Update 09/04/2020: The World Health Organization (WHO) has recently reviewed its position on face masks in light of new evidence, updating its advice guidelines on April 6, but has maintained its original position that it's not necessary for the general public to wear them. Although masks could help limit the spread of COVID-19, the WHO concluded they are insufficient on their own and cannot guarantee protection.
There’s been a lot of flip-flopping when it comes to health authorities’ stances on face masks, leading to confusion about their effectiveness in preventing the spread of COVID-19. So, here’s the latest on face masks, their effectiveness, and why there’s so much controversy around the issue.
One of the biggest U-turns on face masks came from the US on April 3, when the Centers for Disease Control and Prevention (C DC) issued new guidelines advising people to wear cloth face masks if they leave their house. This advice came after weeks of insisting the public should only wear the mask if they were sick or were directly caring for infected people.
To further add to the confusion, President Donald Trump said the guideline to wear face masks was "voluntary,” adding "You do not have to do it. I don't think I'm going to be doing it."
The World Health Organization (WHO) on the other hand argues that face masks should only be worn by carers and not by the general public. However, after initially following this recommendation, numerous governments in Europe have now told their citizens to wear face masks in public.
What Does The Science Say?
Scientists are still undecided on whether SARS-CoV-2, the coronavirus responsible for COVID-19, is airborne and can be spread via aerosol (tiny floating droplets of liquid that are coughed or sneezed out). While it could take years for scientists to reach a cast-iron consensus, there is increasing evidence that airborne droplets are an important mode of transmission.
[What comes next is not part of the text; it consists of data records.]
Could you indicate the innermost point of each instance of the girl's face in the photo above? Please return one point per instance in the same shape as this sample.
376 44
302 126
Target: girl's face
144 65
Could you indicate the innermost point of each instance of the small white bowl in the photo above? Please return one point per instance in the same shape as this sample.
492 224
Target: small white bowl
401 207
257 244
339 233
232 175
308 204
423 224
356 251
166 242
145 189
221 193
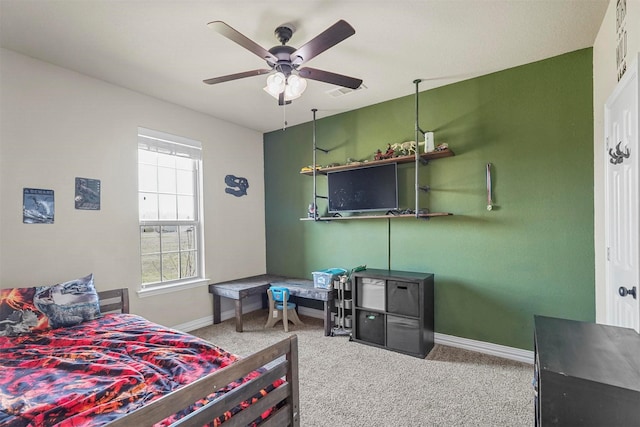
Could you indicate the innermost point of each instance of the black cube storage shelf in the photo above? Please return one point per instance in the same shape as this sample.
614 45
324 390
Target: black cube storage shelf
394 310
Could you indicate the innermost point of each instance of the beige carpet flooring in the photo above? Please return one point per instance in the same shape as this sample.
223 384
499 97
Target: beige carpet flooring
343 383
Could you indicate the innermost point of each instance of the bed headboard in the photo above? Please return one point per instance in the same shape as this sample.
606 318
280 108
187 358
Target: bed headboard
114 300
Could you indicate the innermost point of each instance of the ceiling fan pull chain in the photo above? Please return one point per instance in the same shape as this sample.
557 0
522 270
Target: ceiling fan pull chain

If this is the case, then a physical barrier over the nose and mouth could provide some protection. A recent study by the University of Maryland, published in the journal Nature Medicine, found that face masks may limit the spread of some seasonable respiratory diseases, including coronaviruses. Although the research didn’t assess whether the mask protects the wearer from infections, it did suggest they may limit how much an infected person can spread infectious respiratory diseases through coughs and sneezes.
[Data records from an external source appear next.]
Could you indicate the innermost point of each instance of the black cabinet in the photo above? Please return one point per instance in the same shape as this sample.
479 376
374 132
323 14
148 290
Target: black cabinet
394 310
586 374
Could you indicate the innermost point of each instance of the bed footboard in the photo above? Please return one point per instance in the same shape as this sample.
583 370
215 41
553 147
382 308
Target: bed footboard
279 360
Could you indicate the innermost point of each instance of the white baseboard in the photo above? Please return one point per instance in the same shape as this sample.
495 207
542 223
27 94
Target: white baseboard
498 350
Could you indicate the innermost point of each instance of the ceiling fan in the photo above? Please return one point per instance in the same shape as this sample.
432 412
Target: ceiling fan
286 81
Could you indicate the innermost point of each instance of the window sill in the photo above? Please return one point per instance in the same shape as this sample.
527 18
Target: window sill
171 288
Some Chinese experts have even suggested that the US and Europe are struggling to cope with the outbreak because they are culturally averse to wearing face masks in public, as opposed to many parts of East Asia where they are the norm. "The big mistake in the US and Europe is that people aren't wearing masks," George Gao, the head of the China Center for Disease Control, told the journal Science.
However, not all public health experts are convinced. One of the main points of argument is that viruses are tiny and would be able to penetrate most face masks.
“What confuses people about mask use is whether it provides absolute protection; does it stop all virus? The answer to that, for most masks, is no. But if you ask if it stops some virus, the answer is yes,” said Professor Ian Jones, Professor of Virology at the University of Reading, UK.
Some experts say any protection is better than nothing, but others say unnecessarily wearing face masks is wasteful – which is perhaps one of the most important points in the debate.
Many countries across the world have reported difficulty in obtaining enough personal protective equipment (PPE), especially face masks, for their frontline healthcare staff. These are the people who need the scarce supplies the most. After all, the risk to the public walking down the street is much lower compared to healthcare workers coming into close contact with a huge number of infected patients daily.
“We should also remember that face masks are not an infinite resource and should be reserved for when they are most effective. It would not be good if we were not able to provide masks to healthcare workers because the public had consumed supplies,” said Dr Ben Killingley, Infectious Disease Physician at the Royal Free Hospital in London.
In light of this, the CDC is now advising people covering their nose and mouth with any cloth mask, even if that's a scarf or bandana.
Follow Your National Health Authority's Advice
In sum, it’s no surprise if you've felt a bit confused about the issue. If you’re still in doubt, you should check your national health authority's website for advice. They will – hopefully – be able to give you the latest and most relevant advice based on your own country’s situation.